Proposed Sports Lottery contradicts Australia Betting Reform

Sports Lottery contradicts Australia Betting ReformOpen a newspaper or turn on the evening report these days, and you’re likely to hear one story or another about the legislative push to reduce problem gambling in Australia. So why is a Sports Lottery the best way to fund the nation’s athletic programs?

Aussies love to gamble, and the addiction rate is too high – we must do something!‘ This is the message so many politicians are delivering, and signing off on, with new gambling reform measures in the works.

Australia Betting Reform

The government approved a ban against online betting ads during live broadcast sports events before 8.30pm, hoping to curb the addiction of those who suffer from problem gambling in Australia, and prevent the activity from being promoted to children at the same time.

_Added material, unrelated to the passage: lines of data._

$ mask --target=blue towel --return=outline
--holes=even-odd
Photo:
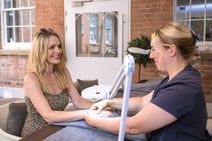
[[[44,141],[117,141],[118,135],[86,124],[84,120],[63,123],[50,123],[52,125],[66,126]],[[143,134],[126,135],[126,141],[145,141]]]

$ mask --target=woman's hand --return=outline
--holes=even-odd
[[[97,103],[94,103],[91,106],[90,110],[97,110],[97,113],[101,113],[101,111],[105,109],[107,106],[108,106],[108,100],[102,100]]]
[[[97,110],[87,110],[84,116],[85,121],[88,125],[94,126],[95,121],[98,118],[110,118],[113,117],[112,112],[110,111],[101,111],[100,113]]]

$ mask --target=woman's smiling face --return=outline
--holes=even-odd
[[[47,50],[47,62],[49,64],[59,64],[62,54],[63,51],[60,41],[56,36],[50,36]]]

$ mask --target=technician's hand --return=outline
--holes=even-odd
[[[87,110],[84,116],[86,123],[90,126],[95,126],[95,122],[98,120],[98,118],[110,117],[113,117],[113,114],[110,111],[102,111],[98,113],[97,110]]]
[[[99,101],[97,103],[94,103],[92,106],[91,106],[91,110],[97,110],[97,113],[101,113],[102,110],[104,110],[105,108],[107,108],[107,103],[108,100],[102,100],[102,101]]]

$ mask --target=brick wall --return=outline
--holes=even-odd
[[[35,0],[36,30],[48,27],[55,30],[65,41],[64,0]]]
[[[161,25],[172,20],[171,0],[132,0],[131,3],[131,39],[144,34],[151,35]],[[141,78],[161,79],[153,63],[147,68],[141,67]],[[138,80],[138,65],[133,75],[133,82]]]
[[[171,0],[132,0],[131,3],[131,38],[140,34],[147,36],[164,23],[172,21]],[[206,100],[212,102],[212,51],[202,51],[201,61],[196,66],[202,75],[202,84]],[[153,63],[141,67],[140,80],[162,79]],[[138,65],[133,75],[133,82],[138,81]]]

They check-marked a plan to outlaw credit lines in betting, and are on the verge of requiring international online gambling operators to acquire a licence to accept Australian players. All licenced sites won’t be able to offer casino games or poker, and would have to offer a national self-exclusion registry for players, so they can limit and/or exclude themselves from wagering.

All this is meant to take the spotlight off Australia as the world’s leader in gambling addiction. So it’s rather ironic that Sports Minister Greg Hunt came up with the brilliant plan to promote gambling as a way to raise funds for his department’s interests.

Sports Lottery in Australia

Minister Hunt believes the best way to generate much needed funding for the nation’s athletic associations is to institute a national sports lottery. The product would be promoted to, and accessible to, everyone old enough to buy a lottery ticket in Australia.

For the most part, the Sports Lottery would be open to individuals 18 and older. In Western Australia, however, the legal age to purchase a lottery ticket is now16.

So while we’re telling problem gamblers that the government is here to help them, and shading the eyes of children against the act of gambling, we’re also busy setting up a new plan to promote more gambling, and to people as young as 16?

Hunt Says Sports Lottery Necessary

Minister Hunt has defended his plan to the hilt, and is all set to incorporate a sports lottery into the 2017-18 budget, pending public discussion and approval.

“The question of funding is always important. This plan will consider, with a strong bias towards support, a national sports lottery,” said Hunt.

“There are great examples around the world, most notably the UK, of funding on a secure basis coming from a national sports lottery,” he argued.

The Sports Minister was asked, point blank, if he thought a sports lottery would contribute to problem gambling in Australia, and again he pointed to the UK as an example of success for “public-good”. In fact, he really enjoyed using that term, uttering it four times in a matter of just a few sentences.

The way this works is this is a public-good lottery and that concept is something that is well accepted. We see in Western Australia a public-good lottery, we see in the United Kingdom public-good lotteries.

That’s a very accepted approach and it is a sensible way to provide additional permanent sports funding which I think is fair, reasonable [and] appropriate. If you have it legislated and highly regulated and it’s a public-good lottery then that’s sensible.”

Gambling in Australia for ‘Public-Good’

I guess the hope is that if you say “public-good” enough times, everyone will believe this pending form of Australia betting really is for the good of the public.

As for me, I don’t see anything wrong with launching a sports lottery. I’m sure the athletic associations, including the AU Olympic team, could really use the projected $50 million a year Hunt says it would raise.

What bothers me most is the contradiction between government policies and proposals. Less gambling, more gambling, which is it? All the government really seems to want is a shiny reputation, without giving up all the money they collect from various forms of gambling in Australia.